Mi sforzo di mandare giù l'ennesimo boccone mentre tento di nascondere il viso alla vista dei miei genitori usando i miei capelli come schermo. Il blocco allo stomaco mi ha fatto passare l'appetito, e il nodo che mi si è formato in gola di certo non aiuta a migliorare la situazione. È da quando sono tornata dal mio vecchio appartamento che sento questa strana sensazione che assomiglia terribilmente a quella che provavo gli ultimi minuti prima di una sessione di esami a scuola.

«Tesoro, non stai bene?»
Il riso saltato con le verdure è uno tra i miei piatti preferiti, ed è raro che io mi rifiuti di mangiarlo. Questa é certamente una spia del mio cattivo umore e del mio malessere generale, ma l'istinto protettivo di mia madre le ha sicuramente dato un indizio in più.

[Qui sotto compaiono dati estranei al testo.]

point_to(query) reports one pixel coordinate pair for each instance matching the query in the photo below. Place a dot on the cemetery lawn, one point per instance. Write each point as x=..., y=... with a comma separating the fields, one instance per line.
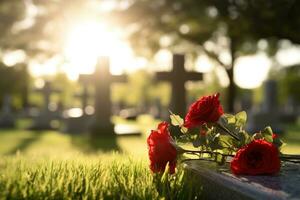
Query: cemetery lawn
x=52, y=165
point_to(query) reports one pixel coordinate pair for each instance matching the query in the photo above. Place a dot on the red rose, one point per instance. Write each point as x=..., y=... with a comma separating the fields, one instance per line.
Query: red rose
x=274, y=136
x=161, y=150
x=258, y=157
x=206, y=109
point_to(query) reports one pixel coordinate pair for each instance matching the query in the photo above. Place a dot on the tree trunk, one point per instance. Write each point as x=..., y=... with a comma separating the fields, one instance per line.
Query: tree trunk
x=231, y=90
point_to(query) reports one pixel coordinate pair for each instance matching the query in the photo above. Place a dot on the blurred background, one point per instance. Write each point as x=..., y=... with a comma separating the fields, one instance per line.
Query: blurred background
x=170, y=52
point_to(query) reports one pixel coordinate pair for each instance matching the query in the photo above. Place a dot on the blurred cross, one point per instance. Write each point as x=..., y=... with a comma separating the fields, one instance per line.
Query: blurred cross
x=102, y=80
x=46, y=92
x=177, y=78
x=84, y=96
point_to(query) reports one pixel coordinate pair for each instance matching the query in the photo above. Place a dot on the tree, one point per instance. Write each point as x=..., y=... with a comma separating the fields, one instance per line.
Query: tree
x=227, y=27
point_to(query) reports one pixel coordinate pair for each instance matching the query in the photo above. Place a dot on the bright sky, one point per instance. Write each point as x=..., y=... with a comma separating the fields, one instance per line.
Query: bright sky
x=89, y=40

Appoggio le bacchette sul tovagliolo e alzo lo sguardo su di lei quel poco che basta per permettermi di vederla in volto.

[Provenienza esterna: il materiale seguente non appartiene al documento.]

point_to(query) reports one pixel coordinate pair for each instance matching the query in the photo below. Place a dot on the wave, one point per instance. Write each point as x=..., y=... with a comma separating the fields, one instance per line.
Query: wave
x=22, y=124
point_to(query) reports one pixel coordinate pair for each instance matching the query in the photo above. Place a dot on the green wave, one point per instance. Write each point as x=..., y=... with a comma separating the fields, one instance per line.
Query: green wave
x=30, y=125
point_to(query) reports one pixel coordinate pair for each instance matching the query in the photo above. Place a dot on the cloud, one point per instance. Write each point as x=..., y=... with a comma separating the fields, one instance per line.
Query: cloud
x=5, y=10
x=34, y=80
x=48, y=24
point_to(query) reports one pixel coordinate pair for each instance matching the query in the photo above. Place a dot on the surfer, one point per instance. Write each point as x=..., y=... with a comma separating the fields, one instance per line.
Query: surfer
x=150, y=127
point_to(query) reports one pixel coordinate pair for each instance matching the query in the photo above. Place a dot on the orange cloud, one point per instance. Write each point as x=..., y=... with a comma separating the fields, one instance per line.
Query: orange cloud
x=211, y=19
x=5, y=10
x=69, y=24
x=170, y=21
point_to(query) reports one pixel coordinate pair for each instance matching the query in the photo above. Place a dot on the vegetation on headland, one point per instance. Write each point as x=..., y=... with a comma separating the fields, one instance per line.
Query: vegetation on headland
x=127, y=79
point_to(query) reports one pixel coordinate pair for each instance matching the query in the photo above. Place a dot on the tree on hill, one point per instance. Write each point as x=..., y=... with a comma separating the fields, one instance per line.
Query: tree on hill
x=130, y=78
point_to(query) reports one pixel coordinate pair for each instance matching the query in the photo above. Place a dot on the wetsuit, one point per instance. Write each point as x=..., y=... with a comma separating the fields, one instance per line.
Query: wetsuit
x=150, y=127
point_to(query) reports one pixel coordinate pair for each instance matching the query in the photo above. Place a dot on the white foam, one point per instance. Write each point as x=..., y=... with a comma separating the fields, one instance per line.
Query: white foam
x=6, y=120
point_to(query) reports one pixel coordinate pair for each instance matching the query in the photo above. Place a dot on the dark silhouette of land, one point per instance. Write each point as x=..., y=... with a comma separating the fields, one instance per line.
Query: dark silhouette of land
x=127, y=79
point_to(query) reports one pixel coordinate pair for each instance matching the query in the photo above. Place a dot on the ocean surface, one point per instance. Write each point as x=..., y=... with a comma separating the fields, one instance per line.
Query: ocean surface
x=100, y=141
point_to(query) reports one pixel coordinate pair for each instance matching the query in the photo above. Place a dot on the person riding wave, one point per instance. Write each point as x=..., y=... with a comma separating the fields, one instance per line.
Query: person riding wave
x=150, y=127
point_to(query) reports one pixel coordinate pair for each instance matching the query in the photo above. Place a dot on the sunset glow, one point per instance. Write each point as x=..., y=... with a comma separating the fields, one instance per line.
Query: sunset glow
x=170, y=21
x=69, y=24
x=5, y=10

«Ho solo un po' di mal di pancia» rispondo con un filo di voce. So che non si tratta solo di questo. So che ci sono altre decine di ragioni per cui io mi sento così male, ma di certo non perderò tempo elencando a mia madre i miei problemi quando potrei impegnarlo crogiolandomi nel mio stesso dolore.

L'unico risultato che potrei ottenere parlando con lei sarebbe quello di ricevere una cascata di occhiate di compassione e pena, probabilmente accompagnate da qualche carezza o un abbraccio svigorito.

Oppure, mia madre sarebbe pronta a risollevarmi il morale regalandomi un buono per un ciclo di cure mentali in qualche buona clinica fuori città. Rabbrividisco al solo pensiero, incassando la testa tra le spalle in un gesto istintivo.

«Ti posso preparane una tisana, se ti va» proprio come faceva quando ero piccola e le prime volte che mi sono venute le mestruazioni, mia madre mi sorride dolcemente nella speranza che io le dia il via libera per preparare una tisana. Sarebbe una buona idea, se non fosse che ho il terrore di vomitare anche quella. Scuoto appena la testa, stringendo le labbra in una linea dritta e sottile prima di tentare un'impresa impossibile. «No, grazie. Preferirei andare di sopra in camera mia»

«Ma non hai toccato cibo» come immaginavo, mio padre interviene mentre si versa l'ennesimo bicchiere di soju. Oggi ha il turno serale, e avendo tutto il pomeriggio per smaltire l'alcol non si pone problemi nell'abbondare. Ammetto che mi piacerebbe essere come lui, ma evito di bere troppo per paura che gli alcolici mi creino dipendenza.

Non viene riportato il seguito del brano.